Options: maxWidth (1600 landscape, 900 portrait), baseFontSize (78), minFontSize (42), fontWeight, fontFamily, step (2).

CSS safety nets: max-width on container, overflow: visible (not hidden — hidden clips scaled emphasis words and glow effects), position: absolute, explicit height. When per-word styling uses scale > 1.0, compute maxWidth = safeWidth / maxScale to leave headroom.

Container pattern: Full-width absolute container, centered.
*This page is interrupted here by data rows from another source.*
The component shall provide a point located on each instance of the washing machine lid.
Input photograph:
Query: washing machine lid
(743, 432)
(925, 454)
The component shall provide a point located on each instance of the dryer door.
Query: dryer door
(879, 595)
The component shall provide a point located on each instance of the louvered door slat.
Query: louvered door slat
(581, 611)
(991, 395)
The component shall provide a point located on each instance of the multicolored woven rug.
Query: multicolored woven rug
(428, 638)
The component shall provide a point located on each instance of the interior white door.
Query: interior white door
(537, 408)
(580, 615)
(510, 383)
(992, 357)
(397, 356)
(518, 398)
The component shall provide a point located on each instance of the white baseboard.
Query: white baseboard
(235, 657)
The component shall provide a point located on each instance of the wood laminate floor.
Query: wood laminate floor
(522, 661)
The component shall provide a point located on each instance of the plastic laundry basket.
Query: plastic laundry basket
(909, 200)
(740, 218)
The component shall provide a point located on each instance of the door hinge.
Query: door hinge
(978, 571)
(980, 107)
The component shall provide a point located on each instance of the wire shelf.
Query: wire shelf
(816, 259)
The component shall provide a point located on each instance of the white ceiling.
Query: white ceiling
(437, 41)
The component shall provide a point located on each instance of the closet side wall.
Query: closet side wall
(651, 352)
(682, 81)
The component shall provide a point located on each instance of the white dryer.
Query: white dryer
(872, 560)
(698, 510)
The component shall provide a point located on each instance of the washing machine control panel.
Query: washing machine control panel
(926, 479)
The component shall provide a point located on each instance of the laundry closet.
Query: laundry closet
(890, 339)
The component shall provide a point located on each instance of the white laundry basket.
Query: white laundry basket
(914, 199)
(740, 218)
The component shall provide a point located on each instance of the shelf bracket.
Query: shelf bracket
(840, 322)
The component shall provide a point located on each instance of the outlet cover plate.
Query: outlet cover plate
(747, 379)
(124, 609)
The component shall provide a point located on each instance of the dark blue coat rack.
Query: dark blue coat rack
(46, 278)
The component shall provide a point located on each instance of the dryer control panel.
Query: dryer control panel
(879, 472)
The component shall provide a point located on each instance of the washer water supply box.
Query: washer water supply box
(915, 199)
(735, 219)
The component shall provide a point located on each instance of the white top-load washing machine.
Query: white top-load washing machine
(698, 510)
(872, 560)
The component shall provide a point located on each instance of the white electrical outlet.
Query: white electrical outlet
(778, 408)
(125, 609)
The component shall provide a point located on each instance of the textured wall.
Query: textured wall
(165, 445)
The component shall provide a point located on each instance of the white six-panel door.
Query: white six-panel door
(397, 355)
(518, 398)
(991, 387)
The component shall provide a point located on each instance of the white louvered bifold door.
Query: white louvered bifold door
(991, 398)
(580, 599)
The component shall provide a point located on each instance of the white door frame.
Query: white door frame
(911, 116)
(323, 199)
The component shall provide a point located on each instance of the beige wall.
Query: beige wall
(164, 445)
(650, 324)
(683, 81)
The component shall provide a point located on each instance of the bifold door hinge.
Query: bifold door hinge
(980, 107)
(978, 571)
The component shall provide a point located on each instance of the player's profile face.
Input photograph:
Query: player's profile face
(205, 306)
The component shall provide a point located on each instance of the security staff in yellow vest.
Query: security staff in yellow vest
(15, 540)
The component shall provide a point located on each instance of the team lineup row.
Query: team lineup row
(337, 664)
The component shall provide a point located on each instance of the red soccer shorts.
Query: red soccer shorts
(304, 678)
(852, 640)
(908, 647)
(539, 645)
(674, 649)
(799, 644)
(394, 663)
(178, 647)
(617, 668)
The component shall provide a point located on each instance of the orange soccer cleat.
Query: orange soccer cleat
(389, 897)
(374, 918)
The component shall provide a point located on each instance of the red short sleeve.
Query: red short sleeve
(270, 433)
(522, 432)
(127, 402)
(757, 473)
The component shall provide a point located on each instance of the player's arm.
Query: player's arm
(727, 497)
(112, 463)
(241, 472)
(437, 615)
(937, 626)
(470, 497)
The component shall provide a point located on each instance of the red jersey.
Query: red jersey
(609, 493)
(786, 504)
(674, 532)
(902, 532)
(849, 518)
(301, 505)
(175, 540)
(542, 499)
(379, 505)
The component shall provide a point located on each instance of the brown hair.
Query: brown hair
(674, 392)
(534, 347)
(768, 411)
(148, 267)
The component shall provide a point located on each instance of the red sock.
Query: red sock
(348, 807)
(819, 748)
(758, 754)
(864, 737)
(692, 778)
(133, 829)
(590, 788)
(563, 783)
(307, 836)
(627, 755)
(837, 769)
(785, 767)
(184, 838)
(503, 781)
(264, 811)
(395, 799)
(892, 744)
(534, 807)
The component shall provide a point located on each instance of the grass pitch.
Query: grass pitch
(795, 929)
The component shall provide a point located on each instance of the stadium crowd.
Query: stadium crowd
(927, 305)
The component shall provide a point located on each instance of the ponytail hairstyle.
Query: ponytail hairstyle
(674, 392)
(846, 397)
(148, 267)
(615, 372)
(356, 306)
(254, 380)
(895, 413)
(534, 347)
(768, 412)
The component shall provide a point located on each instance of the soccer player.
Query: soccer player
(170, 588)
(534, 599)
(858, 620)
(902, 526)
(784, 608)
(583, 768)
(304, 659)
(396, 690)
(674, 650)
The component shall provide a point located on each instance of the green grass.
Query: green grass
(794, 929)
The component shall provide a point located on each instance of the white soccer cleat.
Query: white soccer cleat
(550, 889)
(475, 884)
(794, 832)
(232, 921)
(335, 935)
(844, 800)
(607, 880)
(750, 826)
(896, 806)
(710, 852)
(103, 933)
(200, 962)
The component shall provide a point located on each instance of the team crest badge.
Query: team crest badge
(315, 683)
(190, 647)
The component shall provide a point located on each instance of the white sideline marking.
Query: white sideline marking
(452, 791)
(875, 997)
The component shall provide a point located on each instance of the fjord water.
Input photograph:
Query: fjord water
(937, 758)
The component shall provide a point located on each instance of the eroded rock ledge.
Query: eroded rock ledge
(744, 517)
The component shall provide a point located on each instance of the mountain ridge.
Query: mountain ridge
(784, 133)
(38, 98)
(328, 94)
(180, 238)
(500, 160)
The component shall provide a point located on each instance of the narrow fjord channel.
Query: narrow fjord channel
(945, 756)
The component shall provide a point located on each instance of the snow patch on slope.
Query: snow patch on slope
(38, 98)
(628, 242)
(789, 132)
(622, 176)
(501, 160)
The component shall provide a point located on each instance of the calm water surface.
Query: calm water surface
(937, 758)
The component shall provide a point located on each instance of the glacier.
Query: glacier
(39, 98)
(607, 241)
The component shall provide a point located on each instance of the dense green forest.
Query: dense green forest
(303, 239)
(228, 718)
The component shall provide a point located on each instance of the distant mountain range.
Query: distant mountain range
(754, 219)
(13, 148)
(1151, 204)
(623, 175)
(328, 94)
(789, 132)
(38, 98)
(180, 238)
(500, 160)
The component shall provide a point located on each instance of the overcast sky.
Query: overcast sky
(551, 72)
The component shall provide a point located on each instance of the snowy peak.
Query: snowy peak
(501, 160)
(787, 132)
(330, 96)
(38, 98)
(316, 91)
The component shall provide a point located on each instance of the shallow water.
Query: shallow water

Do not use left: 50%; transform: translateX(-50%) — causes clipping at composition edges.

Caption Exit Guarantee

Every group must have a hard kill after exit animation:

tl.to(groupEl, { opacity: 0, scale: 0.95, duration: 0.12, ease: "power2.in" }, group.end - 0.12);
tl.set(groupEl, { opacity: 0, visibility: "hidden" }, group.end); // deterministic kill

Self-lint after building timeline — place before window.__timelines[id] = tl so it runs at composition init:

GROUPS.forEach(function (group, gi) {
  var el = document.getElementById("cg-" + gi);
  if (!el) return;
  tl.seek(group.end + 0.01);
  var computed = window.getComputedStyle(el);
  if (computed.opacity !== "0" && computed.visibility !== "hidden") {
    console.warn(
      "[caption-lint] group " + gi + " still visible at t=" + (group.end + 0.01).toFixed(2) + "s",
    );
  }
});
tl.seek(0);

Further References

Constraints

  • Deterministic. No Math.random(), no Date.now().
  • Sync to transcript timestamps.
  • One group visible at a time.
  • Every group must have a hard tl.set kill at group.end.
  • The compiler embeds supported fonts automatically — just declare font-family in CSS.